Judeo-Christian Mysticism vs. Pauline-Christian Paganism
The reasons for my rejection of “orthodox Christianity” and the Paul-centric Christian tradition can be boiled down into one sentence:
In rejecting the Jewish tradition, one rejects the wisdom the Jewish people have assembled for thousands of years, and—most importantly—one loses the Jewish understanding of humanity’s greatest problem: idolatry.
I’ve said it before and I’m going to keep saying it: most Christians today are pagan idolaters and don’t realize it. Most Christians today are not actively worshipping Jesus. If they were, then they would behave and become much more like Him, because that is what worship does: It motivates one to take on the qualities of whatever one worships.
Instead, they are idolizing images of Jesus in their head, doing so for the same reason why all people idolize anything or anyone: to fucking feel good. Going to church isn’t really about trying to learn how to be “Just Like Jesus” and to perpetually ask, “What Would Jesus Do?” It’s about going to have a good time and to feel like one is a good person through coming to a building each week, putting on fancy clothes, singing happy songs, shaking hands with friends, putting a few dollars in the collection plate, eating donuts, and hearing some “sermon” which is usually just pop psychology or political pep talks—if not outright bigotry—from behind the pulpit.
The dangerous images of God are those that we make not out of wood and stone but out of ideas and concepts. You see, an idea is abstract. So Saint Thomas Aquinas, for example, defined God as necessary being he who is necessarily. Now that is a philosophical concept. God is being but that concept is an idol because it confuses God with an idea. And because an idea is abstract it seems something very much more spiritual than an image made of wood or stone and that's just precisely where it becomes deceptive.
Likewise many people think that the Bible is the authentic word of God and therefore they worship the Bible and make it into an idol disregarding the ironical remark of Jesus to his contemporary Jews: you search the scriptures daily for in them you think you have life, and as St Paul said later, the letter kills but the spirit gives life. And so whatever you put as an image or an idea in the place of God necessarily falsifies God.
And so what is the alternative to making ideas about God and images of gods?
When I advocate for mysticism, I’m doing so by the basic, conventional definition of the term according to Merriam-Webster:
God is not found in churches.
God is not found in dogmas and theology.
God is not found in English translations of ancient texts.
All of these merely hint at where to really find God.
To truly discover our God, the Creator of All, the only True God amongst the idols, direct experience is the only way to truly begin to come close to comprehending that which is beyond comprehension. And to gain that, one must engage in rituals, practices, and activities that run from East to West, from across all religious traditions.
And I’ll be talking about that more soon. I'll explain which mystical practices have worked best for me, especially as I’ve come to utilize them as a treatment for my PTSD.
For now, though, heres’s a question to consider and to please share your thoughts on in the comments: what do you do to achieve union with the Divine?
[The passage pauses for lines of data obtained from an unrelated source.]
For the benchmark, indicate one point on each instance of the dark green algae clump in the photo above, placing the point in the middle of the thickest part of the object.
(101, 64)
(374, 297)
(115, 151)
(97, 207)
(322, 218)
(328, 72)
Very interesting. As someone who was raised Lutheran (very, very into Paul, those Lutherans) and became a Unitarian in my 30s, I know parts of this story from a different angle. Those parts ring true, especially since non-Trinitarians were booted from Christianity by the Council of Nicea.
Thanks for this, David. I largely agree with your observations about idolatry and, in contrast, the better way which is to live the values in one’s everyday affairs.